Inês Tafula defende ainda que, “a Fundação que se continua a expandir logisticamente bem ordenada e estruturada, consegue dar resposta a todas as necessidades que os seus utentes necessitam, desde os mais idosos, aos mais novos, não esquecendo pessoas com deficiência e/ou com doença mental, apoiando doentes crónicos, mulheres grávidas ou com filhos, vítimas de maus tratos, refugiados e sem-abrigo, promovendo e acautelando a formação profissional e a realização pessoal de toda a comunidade”.
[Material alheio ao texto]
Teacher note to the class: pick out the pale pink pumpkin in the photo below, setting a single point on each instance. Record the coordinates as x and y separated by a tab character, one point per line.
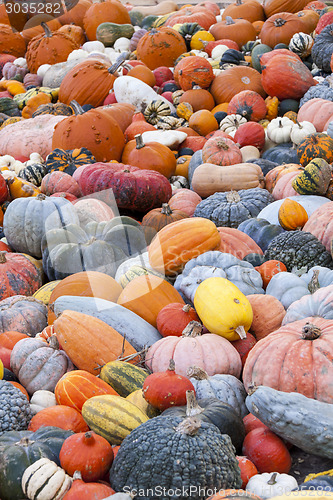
212	353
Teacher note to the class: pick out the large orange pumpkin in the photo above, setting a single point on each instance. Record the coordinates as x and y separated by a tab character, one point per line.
94	130
299	356
181	241
234	80
104	11
151	156
146	295
76	387
89	342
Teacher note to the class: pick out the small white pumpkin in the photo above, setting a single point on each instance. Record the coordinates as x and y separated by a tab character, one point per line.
45	479
300	130
279	129
230	123
271	484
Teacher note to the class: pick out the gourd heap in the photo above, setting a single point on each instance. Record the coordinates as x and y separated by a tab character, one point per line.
166	272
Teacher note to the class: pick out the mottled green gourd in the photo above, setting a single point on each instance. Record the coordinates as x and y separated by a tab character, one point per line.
170	453
314	179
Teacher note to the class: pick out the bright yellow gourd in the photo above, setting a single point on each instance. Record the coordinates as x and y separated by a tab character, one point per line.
223	308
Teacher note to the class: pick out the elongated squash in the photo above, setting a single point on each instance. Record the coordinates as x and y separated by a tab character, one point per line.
112	417
123	377
209	178
89	342
304	422
138	332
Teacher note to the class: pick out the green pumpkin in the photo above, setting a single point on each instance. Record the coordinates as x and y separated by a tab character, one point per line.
314	179
19	449
108	33
68	160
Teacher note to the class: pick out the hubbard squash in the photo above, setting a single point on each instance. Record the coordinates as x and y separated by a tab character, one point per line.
209	178
90	342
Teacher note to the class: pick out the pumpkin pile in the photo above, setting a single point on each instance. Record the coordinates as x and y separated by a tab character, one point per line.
166	250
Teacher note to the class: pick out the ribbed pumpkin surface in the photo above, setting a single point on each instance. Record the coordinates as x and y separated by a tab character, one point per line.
89	342
112	417
76	387
123	377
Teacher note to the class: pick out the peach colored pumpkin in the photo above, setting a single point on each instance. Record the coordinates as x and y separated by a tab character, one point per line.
320	224
283	187
211	352
268	313
317	111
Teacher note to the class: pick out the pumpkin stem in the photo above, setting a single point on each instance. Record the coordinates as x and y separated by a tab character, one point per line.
197	373
166	210
240	330
48	32
172	365
189	426
139	141
310	332
76	108
192	406
77	475
229	20
279	22
313	286
273	478
193	329
119	61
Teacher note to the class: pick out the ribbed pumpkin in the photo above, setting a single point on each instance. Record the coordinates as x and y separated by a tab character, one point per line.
158	218
88	453
310	340
160	47
152	156
49	48
76	387
181	241
317	145
146	295
18	275
193	70
86	284
90	342
234	80
112	417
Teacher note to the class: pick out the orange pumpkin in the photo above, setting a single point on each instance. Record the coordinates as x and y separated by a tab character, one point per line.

Após visitarem as instalações do Hospital Compaixão, propriedade da Fundação ADFP, que se encontra fechado por não conseguir os acordos de cooperação com o Estado, refere que já acompanham “o caso em questão há algum tempo, não podemos deixar de considerar que a insistência na revogação da abertura do hospital, se trata de um “crime” que abrange todos os mirandenses, mas não só: todos os habitantes do distrito de Coimbra e todos os portugueses em geral. Não se pode conceber, que num país e principalmente num distrito, envelhecido e com falta de transportes públicos que atendam às necessidades dos cidadãos, que necessitam de apoios na área da saúde, com extensas listas de atraso para a realização de cirurgias e exames médicos, uma instituição de saúde dotada de material hospitalar de última geração, se mantenha encerrado e por consequência inutilizado”.
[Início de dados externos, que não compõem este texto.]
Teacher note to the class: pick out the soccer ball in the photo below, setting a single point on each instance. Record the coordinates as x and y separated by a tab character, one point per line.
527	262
Refere também, que “na Fundação ADFP, as pessoas portadoras de deficiência estão completamente inseridas, conseguindo a instituição, para além de promover a sua formação profissional e social, através de cursos que estão ao seu dispor, acabando por também os incluir, nos diversos serviços e projetos, conseguindo desta forma, promover a sua autonomia e independência, dando exemplos como, a cafetaria Museu do Mel, o Restaurante Museu da Chanfana, a D’Natureza Cosméticos, e a Adega.

Sobre a multiplicidade de áreas de actuação da Fundação ADFP, diz ser “uma Fundação, IPSS sem fins lucrativos, que ao longo dos seus 34 anos, tem vindo a servir a comunidade de forma impar, premiada pela excelência dos seus múltiplos serviços, que ao longo de toda a sua existência, consegue ajudar portugueses de Norte a Sul do país e estrangeiros, oriundos de vários pontos do mundo, acudindo às suas múltiplas necessidades, sejam elas doença, dificuldade financeira ou cariz social, muitas vezes negadas por outras instituições.  Para além, do compromisso e génese inicial da Fundação, a instituição está aberta a toda a comunidade proporcionando diversas ofertas, que vão desde a gastronomia, cultura, turismo, natureza, entre outros”.